Wade knows he hadn't been himself all season, so the ankle injury was perhaps a blessing in disguise since it allowed his entire body to heal.
"I had to be smart, think of longevity and what's best for the team," said Wade, who shot 11 of 19 after entering the game averaging 19.6 points, on pace to be his lowest since his rookie season of 2003-04. "It took a real painful ankle injury to let me sit out, not only work on my game, work on my body, get healthy, lose a couple of pounds. I had to make sure that I came back better than I was before."
He was. And perhaps now Olympic teammate Carmelo Anthony will take notice.
The Knicks forward, banged up with a sprained ankle along with wrist and thumb injuries, sat out Friday and will also skip Saturday's game at Houston in an attempt to get him healthy. With Anthony out, New York went on a three-point barrage rarely seen in the NBA.
The Knicks shot 18 of 43 behind the arc to become just the fourth team since 1996-97 to attempt more three-pointers in a game than two-pointers (they had 41 of those). Until they slowed down late, New York had a chance to break NBA records for most three-pointers made (23) and attempted (49) in a game.
"We tried to exploit what they gave us," said Knicks coach Mike D'Antoni, whose main marksman was guard Bill Walker, who shot 7 of 10 on threes for all of his 21 points in a game New York led by as many as four points in the third quarter. I thought we did that for a long time. We just couldn't sustain it."

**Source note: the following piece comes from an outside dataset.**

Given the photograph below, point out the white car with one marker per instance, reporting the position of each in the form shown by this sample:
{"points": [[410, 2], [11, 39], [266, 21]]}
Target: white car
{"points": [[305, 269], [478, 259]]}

With the Knicks firing away at will and the Heat throwing down 11 dunks, it looked at times like an ABA game. All that was missing were the 1971-72 Miami Floridians throwback uniforms the Heat actually did wear last weekend.
In the first half, James had five dunks and Wade had three. When Wade threw one down midway through the first quarter, Spoelstra knew his star guard was all the way back.
"The fastbreak dunk, when he wrapped it around," Spoelstra said. "We hadn't seen that this year during the regular season. Maybe the first couple of days of training camp. It's been that long. So, he feels ready. His body is much better."
Now that Wade is back, there are still some issues on the Heat. Bosh, after averaging 26.7 points in the most recent six games Wade had missed, shot just 4 of 18 Friday for 13 points.
But it's just one game, and the forward is determined to continue looking for his shot when playing alongside Wade and James.
"I'm going to shoot, make or miss," said Bosh, who said until recently he had been too hesitant at times looking for shots.
James also must continue to learn to mesh with Wade, with both wing players having similar traits, including wanting to dominate the ball. It wasn't a problem Friday, with James shooting 11 of 18.
"Dwyane told me to just continue to play my game once I return," James said of Wade wanting him to remain aggressive. "I'm going to do that. Last year definitely was a learning experience trying to play alongside him."
Last year, the Heat were pretty good, making it to Game 6 of the NBA Finals. This year, they're even better.
But are the Heat better without Wade?